Hussnain Javid, a 21-year-old senior at the university, said he and Abdulazeez graduated from Chattanooga's Red Bank High School several years apart. Javid said Abdulazeez was on the high school's wrestling team and was a popular student. He added Abdulazeez was "very outgoing" and that he was well known.
Javid said he occasionally saw Abdulazeez at the Islamic Society of Greater Chattanooga, but the last time was roughly a year ago.
During his school years, Abdulazeez's faith was most noticeable during his athletic exploits. Ryan Smith, a high school wrestling teammate of Abdulazeez, told the Times Free Press that Abdulazeez would sometimes get in trouble with coaches for fasting during the season, putting him at risk of running afoul of the sport's weight requirements.

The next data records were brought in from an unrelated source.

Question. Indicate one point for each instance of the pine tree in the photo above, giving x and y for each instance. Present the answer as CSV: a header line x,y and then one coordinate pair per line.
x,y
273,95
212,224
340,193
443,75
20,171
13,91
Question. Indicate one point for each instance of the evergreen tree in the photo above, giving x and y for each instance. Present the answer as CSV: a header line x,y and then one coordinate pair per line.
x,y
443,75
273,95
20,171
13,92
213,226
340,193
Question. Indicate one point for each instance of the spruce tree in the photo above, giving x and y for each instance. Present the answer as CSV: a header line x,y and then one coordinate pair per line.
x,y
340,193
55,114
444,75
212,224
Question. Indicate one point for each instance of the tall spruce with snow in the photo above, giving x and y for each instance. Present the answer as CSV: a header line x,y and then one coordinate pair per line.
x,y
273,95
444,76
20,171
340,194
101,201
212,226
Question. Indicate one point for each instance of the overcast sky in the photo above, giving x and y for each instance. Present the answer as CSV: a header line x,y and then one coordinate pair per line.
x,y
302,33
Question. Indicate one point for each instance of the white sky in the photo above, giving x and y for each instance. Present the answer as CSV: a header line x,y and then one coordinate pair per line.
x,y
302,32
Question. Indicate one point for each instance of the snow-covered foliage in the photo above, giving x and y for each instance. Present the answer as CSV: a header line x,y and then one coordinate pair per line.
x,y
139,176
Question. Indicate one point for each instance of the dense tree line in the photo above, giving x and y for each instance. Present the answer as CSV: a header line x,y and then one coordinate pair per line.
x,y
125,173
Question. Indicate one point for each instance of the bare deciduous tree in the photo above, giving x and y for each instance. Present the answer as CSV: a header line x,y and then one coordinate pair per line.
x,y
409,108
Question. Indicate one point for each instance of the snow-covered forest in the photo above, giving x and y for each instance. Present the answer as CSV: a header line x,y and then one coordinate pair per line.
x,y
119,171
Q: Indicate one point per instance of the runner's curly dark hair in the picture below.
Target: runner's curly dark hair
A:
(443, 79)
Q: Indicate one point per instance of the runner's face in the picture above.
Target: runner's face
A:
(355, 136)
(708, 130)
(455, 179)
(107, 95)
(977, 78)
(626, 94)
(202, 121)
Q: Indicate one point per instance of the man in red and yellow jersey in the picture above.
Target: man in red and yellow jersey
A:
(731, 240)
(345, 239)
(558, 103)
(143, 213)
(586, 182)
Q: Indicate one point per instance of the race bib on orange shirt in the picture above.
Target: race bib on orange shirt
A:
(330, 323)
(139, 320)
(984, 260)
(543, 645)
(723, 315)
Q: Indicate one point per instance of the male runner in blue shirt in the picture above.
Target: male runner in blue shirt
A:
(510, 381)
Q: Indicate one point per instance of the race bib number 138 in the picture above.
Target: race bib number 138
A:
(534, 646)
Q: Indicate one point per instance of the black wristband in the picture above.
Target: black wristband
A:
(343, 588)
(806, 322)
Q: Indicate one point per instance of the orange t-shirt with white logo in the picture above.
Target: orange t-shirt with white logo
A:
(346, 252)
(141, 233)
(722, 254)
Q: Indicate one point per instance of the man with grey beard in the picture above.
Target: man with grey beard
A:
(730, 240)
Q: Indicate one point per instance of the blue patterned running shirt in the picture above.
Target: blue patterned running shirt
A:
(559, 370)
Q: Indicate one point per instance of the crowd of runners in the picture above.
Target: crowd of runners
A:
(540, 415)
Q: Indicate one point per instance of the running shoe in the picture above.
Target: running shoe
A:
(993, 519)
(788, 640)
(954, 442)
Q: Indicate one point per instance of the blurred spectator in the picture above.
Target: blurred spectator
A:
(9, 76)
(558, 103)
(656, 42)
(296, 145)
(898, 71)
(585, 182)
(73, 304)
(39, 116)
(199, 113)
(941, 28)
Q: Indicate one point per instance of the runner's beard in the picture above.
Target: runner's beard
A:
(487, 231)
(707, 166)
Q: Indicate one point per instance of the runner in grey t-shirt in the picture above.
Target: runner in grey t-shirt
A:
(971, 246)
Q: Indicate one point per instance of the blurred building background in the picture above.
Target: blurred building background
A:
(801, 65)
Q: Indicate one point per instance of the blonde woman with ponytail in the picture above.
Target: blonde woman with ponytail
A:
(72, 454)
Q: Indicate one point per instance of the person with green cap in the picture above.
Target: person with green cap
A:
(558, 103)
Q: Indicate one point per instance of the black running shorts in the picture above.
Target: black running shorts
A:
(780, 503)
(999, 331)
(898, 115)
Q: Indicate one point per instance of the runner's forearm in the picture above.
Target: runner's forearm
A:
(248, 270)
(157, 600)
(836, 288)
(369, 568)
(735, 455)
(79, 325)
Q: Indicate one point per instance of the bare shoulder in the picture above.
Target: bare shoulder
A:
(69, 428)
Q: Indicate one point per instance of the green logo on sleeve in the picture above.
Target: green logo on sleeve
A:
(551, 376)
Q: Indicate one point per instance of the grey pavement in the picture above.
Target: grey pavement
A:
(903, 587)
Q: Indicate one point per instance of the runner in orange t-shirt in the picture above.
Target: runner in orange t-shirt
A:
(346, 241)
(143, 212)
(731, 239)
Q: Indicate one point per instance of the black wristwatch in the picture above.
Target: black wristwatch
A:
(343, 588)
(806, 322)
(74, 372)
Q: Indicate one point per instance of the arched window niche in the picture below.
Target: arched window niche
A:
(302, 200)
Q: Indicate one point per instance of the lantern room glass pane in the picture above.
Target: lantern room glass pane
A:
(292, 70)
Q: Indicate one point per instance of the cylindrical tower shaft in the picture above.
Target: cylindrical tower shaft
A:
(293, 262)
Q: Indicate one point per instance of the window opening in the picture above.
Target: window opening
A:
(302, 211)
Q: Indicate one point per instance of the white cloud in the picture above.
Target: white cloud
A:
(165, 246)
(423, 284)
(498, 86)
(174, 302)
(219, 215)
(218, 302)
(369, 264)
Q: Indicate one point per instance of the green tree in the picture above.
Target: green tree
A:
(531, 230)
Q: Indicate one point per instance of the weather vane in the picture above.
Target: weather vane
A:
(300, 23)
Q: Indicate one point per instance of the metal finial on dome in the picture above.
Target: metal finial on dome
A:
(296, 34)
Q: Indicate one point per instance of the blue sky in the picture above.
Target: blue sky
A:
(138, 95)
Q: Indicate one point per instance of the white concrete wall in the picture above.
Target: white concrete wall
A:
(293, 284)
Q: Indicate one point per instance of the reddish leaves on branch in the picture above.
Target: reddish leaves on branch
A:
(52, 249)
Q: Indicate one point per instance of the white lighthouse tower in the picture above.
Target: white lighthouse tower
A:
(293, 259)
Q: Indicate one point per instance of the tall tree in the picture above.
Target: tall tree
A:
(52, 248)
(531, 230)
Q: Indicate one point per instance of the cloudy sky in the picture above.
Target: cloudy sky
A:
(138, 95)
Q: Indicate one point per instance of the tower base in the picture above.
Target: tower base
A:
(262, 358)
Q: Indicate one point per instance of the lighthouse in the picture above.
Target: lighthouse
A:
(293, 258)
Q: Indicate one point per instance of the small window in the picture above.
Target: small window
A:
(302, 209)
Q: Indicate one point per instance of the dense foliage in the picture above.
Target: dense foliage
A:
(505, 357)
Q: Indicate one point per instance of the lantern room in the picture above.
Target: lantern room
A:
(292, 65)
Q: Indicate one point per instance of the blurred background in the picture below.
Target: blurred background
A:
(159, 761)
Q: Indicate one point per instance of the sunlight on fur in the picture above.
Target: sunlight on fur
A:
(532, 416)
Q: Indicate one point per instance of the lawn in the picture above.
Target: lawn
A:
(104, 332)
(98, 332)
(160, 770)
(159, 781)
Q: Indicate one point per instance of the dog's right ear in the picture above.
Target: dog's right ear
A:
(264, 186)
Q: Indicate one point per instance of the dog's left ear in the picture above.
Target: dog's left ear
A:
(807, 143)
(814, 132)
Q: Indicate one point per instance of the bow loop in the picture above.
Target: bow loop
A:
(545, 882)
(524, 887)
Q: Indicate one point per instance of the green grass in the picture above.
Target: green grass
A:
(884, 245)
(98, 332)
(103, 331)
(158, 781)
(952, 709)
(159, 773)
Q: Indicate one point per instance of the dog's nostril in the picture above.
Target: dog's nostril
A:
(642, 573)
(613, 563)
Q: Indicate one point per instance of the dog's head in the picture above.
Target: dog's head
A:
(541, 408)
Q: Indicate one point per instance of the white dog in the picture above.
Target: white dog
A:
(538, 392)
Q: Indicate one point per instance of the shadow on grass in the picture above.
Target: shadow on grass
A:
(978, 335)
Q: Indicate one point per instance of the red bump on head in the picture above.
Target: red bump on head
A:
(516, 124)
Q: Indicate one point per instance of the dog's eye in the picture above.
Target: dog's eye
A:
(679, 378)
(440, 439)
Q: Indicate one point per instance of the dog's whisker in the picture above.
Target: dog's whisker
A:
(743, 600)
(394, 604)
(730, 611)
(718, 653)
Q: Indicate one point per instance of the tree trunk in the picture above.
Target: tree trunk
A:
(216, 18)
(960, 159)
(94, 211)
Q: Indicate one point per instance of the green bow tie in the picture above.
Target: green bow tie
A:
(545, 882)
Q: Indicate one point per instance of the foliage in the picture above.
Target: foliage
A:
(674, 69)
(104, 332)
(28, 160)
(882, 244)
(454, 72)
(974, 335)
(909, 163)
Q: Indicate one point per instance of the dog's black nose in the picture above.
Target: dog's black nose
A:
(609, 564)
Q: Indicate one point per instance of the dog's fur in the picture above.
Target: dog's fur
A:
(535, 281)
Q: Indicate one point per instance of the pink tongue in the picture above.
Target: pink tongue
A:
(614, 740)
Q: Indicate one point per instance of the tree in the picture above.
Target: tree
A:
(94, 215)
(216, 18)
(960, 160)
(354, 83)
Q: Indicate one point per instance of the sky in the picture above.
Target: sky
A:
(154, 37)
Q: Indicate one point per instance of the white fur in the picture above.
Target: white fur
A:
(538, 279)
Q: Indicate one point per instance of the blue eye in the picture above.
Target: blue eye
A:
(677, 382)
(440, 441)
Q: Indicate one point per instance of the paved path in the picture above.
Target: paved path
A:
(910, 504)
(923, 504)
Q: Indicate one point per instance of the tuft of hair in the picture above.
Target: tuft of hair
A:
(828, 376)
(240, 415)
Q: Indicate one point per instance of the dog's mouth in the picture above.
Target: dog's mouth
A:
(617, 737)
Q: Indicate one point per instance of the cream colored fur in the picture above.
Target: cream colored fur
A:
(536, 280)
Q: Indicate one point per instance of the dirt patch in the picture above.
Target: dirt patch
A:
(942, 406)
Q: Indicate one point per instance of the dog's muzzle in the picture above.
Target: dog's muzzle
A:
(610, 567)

Scott Schrader, one of the owners of a Chattanooga gym who trained Abdulazeez in mixed martial arts, told the paper that the then-teenager would stop training every day at 6 p.m. to pray.
"He was honestly one of the funniest guys I'd ever met," said Smith. "I never saw a violent bone in his body, outside of the sport he was doing."
Little is known about what Abdulazeez did after he graduated from college. Smith said he recently saw his former classmate working at cell phone kiosks at two local malls. On April 20 of this year, Abdulazeez was arrested and accused of driving under the influence after failing a sobriety test. Court records showed that he was released on $2,000 bond. Until Thursday, it was his only recorded run-in with the law.
Sheikh told the New York Times that the Chattanooga Islamic Society had canceled its planned Friday celebration of Eid al-Fitr, which marks the end of the Muslim holy month of Ramadan.
"We have canceled out of respect and remembrance for our fallen Marines," he said.